Bu soruyu duyduğum an gözlerimi sıkıca kapadım.Aklıma Londra'da birlikte kaldığım muggle ailenin çocuklarına yaptığım geldi...Ailemden kalan son eşyam...kolyemi paramparça etmişti...Uyandığımda komidinin üstünde gördüğüm paramparça kolyenin başında dikilmiş sırıtıyordu...ve sonrası...o an o çığlığın benden çıktığına inanamıştım...Sonrasında ise gördüğüm odamdaki camın kırılmış olması ve bahçede gördüğüm kızın hareket etmeyen bedeni...

"Anlıyorum Miss Mortez...İşte bu yüzden buradasınız.Bu güçleri kontrol etmeyi öğrenmek için buraya geldiniz!Ve emin olun öğrenmeden de gitmeyeceksiniz." Dedi Dippet başını öne eğip.

Başımı hafifçe ona döndürüp onayladım ve teşekkürler diyip odadan çıkmaya yöneldim.

"Miss Mortez." Dedi Dippet."O anlar geldiğinde gözlerinizi kapatıp derin nefes alıp verin...benden bir tavsiye."

Onaylarcasına başımı sallamakla yetinip kendimi hızla odadan dışarı attım.

O konuşmadan sonra değişen tek şey benim kendimi azıcık da olsa kontrol edebiliyor olmamdı.Dippet zeki bir adamdı.Değişmeyen şey ise bütün Slytherin'in benimle hala dalga geçiyor olmasıydı.Bu 1 ay boyunca ''Weirdo" lakabıyla tanınır olmuştum.Hiç arkadaşım yoktu.Buna alışmıştım.Ama büyük salonda büyük sınıfların kafalarından çıkardığı uzaylı antenleriyle taklidimi yapıp gülüşen kızlara hiç alışamayacakmışım gibi geliyordu.

Her neyse size birazcık da bu günlüğün ana karakterinden bahsedeyim...O'ndan...Zaten bu günlüğümün her satırı onunla ilgiliydi.

Ona ilk kez dikkatli bakışım Slughorn'un dersinde olmuştu.İkimizde arka sıralarda tek başımıza oturuyorduk.

Slughorn "Hey!Arkada tek oturanlar!" dedi bizi işaret edip."Sizde bir grup olacaksınız.Haydi herkes işinin başına!"

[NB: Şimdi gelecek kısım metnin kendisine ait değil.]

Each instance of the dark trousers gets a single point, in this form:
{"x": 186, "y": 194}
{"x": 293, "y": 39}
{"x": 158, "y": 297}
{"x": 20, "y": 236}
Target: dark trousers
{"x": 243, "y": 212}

İkimizde başımızı kaldırıp birbirimize baktık.Yeşil gözlerimle ona "Haydi gel" bakışı atıyordum.O da bana koyu kahveleriyle "Sen gel" bakışı atıyordu.

Slughorn "Slytherinden 20 puan demem için mi bekliyorsunuz arkadakiler?Dediğimi yapın! Geçin ön masaya." Diye sertçe seslendi.

Kitaplarımı alıp orta masaya doğru ilerledim.Tüm sınıf kıkırdamalarla bize bakıyor,fısıldaşıyordu.Bu artık bana tuhaf gelmiyordu.Ama o, benim aksime onlara tiksinmeyle bakıyor,nefret ediyordu.Her ne kadar dalga geçilmeye alışmış olsam da şuan içimde bilmediğim bir mutluluk vardı.Sanırım bu ilk defa biriyle yan yana oturuyor olmamdı.Bir arkadaş edinmek için fırsattı.

Slughorn önde öğrencilerle uğraşırken bende bunu fırsat olarak değerlendirdim.

"Eveline Mortez." Dedim yüzümde arkadaşça bir gülümsemeyle.

Koyu kahvelerini bana çevirip umursamaz bir yüzle baktı."Kim olduğunu biliyorum." Dedi tepkisizce.

Gülümsedim."Sanırım herkes biliyor."dedim.

Cevap vermedi ve Slughorn siyah deri çantasını toparlamaya başladı.

"E peki senin adın?" diye sordum kaşlarımı çatıp.

"Tom Riddle." Dedi koyu kahvelerini, yeşillerime dikip ve sonra memnun oldum dememe izin vermeden kitaplarını toparlayıp sınıftan çıktı.